Pancreatic cancer presents a challenging prognosis, marked by a five-year overall survival rate of merely 12.5%.
Diagnosis frequently occurs at an advanced stage, characterised by metastasis to distant sites.
The intricate molecular mechanisms governing pancreatic cancer metastasis remain a subject of ongoing research and exploration.
In a recent article published in Nature Communications, Moffitt Cancer Center researchers, in collaboration with The Tisch Cancer Institute; St. Jude Children’s Research Hospital; the Agency for Science, Technology and Research in Singapore; and the University of Otago in New Zealand, demonstrate that deregulation of a protein called RBFOX2, involved in RNA splicing, contributes to the progression and metastasis of pancreatic cancer.
RNA is a nucleic acid that promotes the synthesis of proteins.

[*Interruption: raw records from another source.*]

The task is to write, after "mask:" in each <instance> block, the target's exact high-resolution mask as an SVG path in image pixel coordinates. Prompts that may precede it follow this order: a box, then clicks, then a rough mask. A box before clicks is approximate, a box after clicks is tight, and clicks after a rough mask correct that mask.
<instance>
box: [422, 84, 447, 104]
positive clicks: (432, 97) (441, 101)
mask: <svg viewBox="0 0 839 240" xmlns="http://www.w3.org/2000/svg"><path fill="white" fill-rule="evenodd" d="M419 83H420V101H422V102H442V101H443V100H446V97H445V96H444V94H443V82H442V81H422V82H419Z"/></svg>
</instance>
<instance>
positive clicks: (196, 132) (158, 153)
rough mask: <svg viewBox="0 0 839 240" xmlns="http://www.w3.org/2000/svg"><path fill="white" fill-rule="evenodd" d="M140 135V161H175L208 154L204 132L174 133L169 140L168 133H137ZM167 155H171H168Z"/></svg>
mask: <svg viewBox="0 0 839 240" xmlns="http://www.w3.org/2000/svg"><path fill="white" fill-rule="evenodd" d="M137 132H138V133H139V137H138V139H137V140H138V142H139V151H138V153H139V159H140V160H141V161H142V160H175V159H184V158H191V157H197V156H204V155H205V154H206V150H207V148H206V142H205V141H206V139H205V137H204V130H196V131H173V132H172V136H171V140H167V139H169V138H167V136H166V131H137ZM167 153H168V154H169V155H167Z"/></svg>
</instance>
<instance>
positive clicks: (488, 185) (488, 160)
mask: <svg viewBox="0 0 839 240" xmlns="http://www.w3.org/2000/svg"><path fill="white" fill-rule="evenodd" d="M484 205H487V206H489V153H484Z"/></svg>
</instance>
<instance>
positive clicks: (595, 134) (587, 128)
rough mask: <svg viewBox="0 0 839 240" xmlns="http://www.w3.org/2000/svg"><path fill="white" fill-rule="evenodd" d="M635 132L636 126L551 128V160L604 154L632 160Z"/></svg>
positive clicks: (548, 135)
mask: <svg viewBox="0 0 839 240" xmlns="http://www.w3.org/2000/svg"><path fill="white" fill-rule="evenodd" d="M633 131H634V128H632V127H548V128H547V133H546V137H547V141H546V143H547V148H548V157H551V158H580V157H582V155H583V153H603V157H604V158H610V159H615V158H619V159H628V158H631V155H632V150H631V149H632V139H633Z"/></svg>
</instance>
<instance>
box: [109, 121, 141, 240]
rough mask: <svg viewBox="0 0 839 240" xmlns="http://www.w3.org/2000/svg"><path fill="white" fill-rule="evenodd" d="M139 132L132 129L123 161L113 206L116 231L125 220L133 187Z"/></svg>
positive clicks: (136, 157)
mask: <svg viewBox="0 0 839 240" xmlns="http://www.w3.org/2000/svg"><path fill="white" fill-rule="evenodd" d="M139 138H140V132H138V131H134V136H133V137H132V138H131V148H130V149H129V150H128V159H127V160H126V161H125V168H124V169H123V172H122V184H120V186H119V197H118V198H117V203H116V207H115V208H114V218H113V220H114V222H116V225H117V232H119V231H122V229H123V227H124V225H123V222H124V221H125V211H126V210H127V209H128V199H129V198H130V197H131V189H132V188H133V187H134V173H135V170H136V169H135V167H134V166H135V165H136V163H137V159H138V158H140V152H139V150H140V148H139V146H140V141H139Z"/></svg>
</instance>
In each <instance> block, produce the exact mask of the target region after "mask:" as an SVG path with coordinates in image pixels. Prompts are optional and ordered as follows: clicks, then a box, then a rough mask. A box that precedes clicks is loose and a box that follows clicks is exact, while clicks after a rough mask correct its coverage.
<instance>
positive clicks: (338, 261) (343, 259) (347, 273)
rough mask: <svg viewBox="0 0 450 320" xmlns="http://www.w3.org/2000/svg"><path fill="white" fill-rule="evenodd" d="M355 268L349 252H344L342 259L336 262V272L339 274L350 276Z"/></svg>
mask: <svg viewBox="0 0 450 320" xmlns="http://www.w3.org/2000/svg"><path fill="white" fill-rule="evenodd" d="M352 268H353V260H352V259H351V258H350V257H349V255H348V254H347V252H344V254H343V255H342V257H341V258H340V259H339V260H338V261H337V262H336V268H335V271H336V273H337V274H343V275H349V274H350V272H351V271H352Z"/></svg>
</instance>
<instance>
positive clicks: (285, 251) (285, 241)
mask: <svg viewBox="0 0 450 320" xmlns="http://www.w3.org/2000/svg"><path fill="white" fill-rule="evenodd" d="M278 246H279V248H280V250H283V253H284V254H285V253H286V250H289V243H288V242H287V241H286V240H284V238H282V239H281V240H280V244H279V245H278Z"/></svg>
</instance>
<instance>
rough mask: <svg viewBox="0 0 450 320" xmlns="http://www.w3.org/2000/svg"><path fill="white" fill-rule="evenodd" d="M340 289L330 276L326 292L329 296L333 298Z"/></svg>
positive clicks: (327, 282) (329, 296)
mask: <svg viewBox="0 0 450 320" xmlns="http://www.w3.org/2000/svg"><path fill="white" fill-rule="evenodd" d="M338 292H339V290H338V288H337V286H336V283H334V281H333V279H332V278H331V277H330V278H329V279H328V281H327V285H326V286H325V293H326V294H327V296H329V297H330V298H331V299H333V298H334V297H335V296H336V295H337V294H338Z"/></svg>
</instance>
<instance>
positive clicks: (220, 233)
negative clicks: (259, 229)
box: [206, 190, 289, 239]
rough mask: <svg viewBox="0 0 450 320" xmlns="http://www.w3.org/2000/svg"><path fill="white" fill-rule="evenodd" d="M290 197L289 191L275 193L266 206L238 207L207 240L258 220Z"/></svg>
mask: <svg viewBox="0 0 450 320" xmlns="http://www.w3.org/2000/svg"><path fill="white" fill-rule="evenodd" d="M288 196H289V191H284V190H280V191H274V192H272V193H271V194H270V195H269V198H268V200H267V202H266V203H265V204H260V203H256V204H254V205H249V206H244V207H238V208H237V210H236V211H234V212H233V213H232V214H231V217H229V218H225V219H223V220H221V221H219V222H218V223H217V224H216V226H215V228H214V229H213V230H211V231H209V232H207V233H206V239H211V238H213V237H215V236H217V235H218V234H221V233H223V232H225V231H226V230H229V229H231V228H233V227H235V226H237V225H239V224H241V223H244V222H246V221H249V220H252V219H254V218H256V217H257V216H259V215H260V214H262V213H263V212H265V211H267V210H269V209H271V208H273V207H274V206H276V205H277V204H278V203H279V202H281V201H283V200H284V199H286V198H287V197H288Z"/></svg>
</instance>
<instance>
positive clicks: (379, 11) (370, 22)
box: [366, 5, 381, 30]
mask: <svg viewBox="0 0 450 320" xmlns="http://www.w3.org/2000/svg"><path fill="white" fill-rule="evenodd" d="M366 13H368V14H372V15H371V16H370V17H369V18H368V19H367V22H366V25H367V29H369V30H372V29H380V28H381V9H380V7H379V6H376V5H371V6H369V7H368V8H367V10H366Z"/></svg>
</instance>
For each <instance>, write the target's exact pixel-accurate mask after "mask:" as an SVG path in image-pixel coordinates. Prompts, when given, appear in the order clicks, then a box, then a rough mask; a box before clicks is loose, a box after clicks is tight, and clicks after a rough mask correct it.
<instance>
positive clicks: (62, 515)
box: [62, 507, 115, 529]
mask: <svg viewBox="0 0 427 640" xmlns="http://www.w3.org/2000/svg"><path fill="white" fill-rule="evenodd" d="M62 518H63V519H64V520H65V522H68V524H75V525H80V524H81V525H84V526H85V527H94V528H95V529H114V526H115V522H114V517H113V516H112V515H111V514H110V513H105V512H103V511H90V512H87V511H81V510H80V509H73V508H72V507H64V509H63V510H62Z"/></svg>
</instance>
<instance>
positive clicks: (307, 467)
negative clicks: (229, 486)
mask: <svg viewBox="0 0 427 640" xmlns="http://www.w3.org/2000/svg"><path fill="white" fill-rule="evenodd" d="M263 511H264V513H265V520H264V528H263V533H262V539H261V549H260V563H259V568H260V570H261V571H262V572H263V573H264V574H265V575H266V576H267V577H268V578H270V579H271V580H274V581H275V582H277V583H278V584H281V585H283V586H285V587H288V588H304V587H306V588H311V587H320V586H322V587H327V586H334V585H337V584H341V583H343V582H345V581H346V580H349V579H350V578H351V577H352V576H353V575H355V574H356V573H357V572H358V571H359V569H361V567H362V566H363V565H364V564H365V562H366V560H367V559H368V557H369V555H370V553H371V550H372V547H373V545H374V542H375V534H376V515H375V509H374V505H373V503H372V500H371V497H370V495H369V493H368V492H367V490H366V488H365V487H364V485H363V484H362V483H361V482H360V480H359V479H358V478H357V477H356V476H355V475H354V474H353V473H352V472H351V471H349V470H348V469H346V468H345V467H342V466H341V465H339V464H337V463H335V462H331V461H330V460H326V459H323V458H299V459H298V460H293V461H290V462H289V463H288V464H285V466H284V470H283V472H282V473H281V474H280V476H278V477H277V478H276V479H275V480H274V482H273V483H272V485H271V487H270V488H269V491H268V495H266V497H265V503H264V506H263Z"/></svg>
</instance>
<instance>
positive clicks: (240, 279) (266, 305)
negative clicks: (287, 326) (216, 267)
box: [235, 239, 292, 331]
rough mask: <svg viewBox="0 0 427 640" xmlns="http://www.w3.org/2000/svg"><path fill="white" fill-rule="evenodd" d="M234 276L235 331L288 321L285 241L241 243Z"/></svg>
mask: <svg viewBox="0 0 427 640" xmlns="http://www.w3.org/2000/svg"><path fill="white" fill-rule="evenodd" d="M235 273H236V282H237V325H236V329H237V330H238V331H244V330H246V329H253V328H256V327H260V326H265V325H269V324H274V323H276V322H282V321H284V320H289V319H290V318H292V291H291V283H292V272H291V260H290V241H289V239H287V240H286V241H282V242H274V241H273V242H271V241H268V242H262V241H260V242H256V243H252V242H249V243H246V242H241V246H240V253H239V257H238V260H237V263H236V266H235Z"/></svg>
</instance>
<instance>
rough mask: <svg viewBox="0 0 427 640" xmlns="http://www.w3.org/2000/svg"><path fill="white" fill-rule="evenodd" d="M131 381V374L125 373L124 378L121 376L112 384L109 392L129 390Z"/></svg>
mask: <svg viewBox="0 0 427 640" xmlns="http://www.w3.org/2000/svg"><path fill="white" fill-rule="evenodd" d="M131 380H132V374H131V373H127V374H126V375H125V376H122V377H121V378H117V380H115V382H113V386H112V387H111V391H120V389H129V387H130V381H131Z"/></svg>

While the nucleotide sequence of RNA is encoded by the DNA of the genome, RNA molecules undergo several modifications before eventually entering the ribosome to make protein.
An important process that modifies RNA sequences is alternative splicing, whereby specific sequences within the RNA molecule may be rearranged, included or excluded.
This process results in different versions of RNA molecules generated from a single DNA sequence that will produce protein variants with potentially different activities.
Alternative RNA splicing is critical for many cellular processes; however, the involvement of alternative RNA splicing in cancer development is not entirely understood.
The research team wanted to assess whether alternative RNA splicing is involved in the development and progression of pancreatic cancer.
Through molecular-based laboratory experiments and mouse models, they discovered that RNA-binding proteins involved in splicing regulation were involved in pancreatic cancer progression.
One of the key proteins they identified is RBFOX2.
Results showed RBFOX2 protein levels were lower in pancreatic cancer cells that had metastasised to other sites.
These observations suggest that RBFOX2 may be a tumour suppressor protein that normally functions to inhibit cancer metastasis.
The researchers confirmed this hypothesis by demonstrating that loss of RBFOX2 in pancreatic cell lines and mouse models increased cell migration, invasion, tumour development and metastasis.
The researchers performed additional experiments to determine the downstream pathways impacted by RBFOX2 that lead to pancreatic cancer progression.
They found that RBFOX2 regulates the splicing of RNA molecules that code for proteins involved in cytoskeletal remodelling, with one of the critical molecules being RNA that codes for the protein ABI1.
In cells without RBFOX2, the location of ABI1 is redistributed to the cell periphery, where it impacts the cell cytoskeleton and promotes cell migration.
These combined observations demonstrate the importance of alternative RNA splicing to pancreatic cancer progression and suggest the need for additional studies to understand the mechanisms regulating RBFOX2 splicing activity fully.
“While analyses to date have identified few splicing regulators with prognostic implications in pancreatic cancer, the incidence of exon splicing events conserved across pancreatic tumours and other cancers suggests the processes regulated by alternatively spliced transcripts are integral to cancer progression,” said Karen Mann, Ph.D., assistant member of the Department of Molecular Oncology at Moffitt.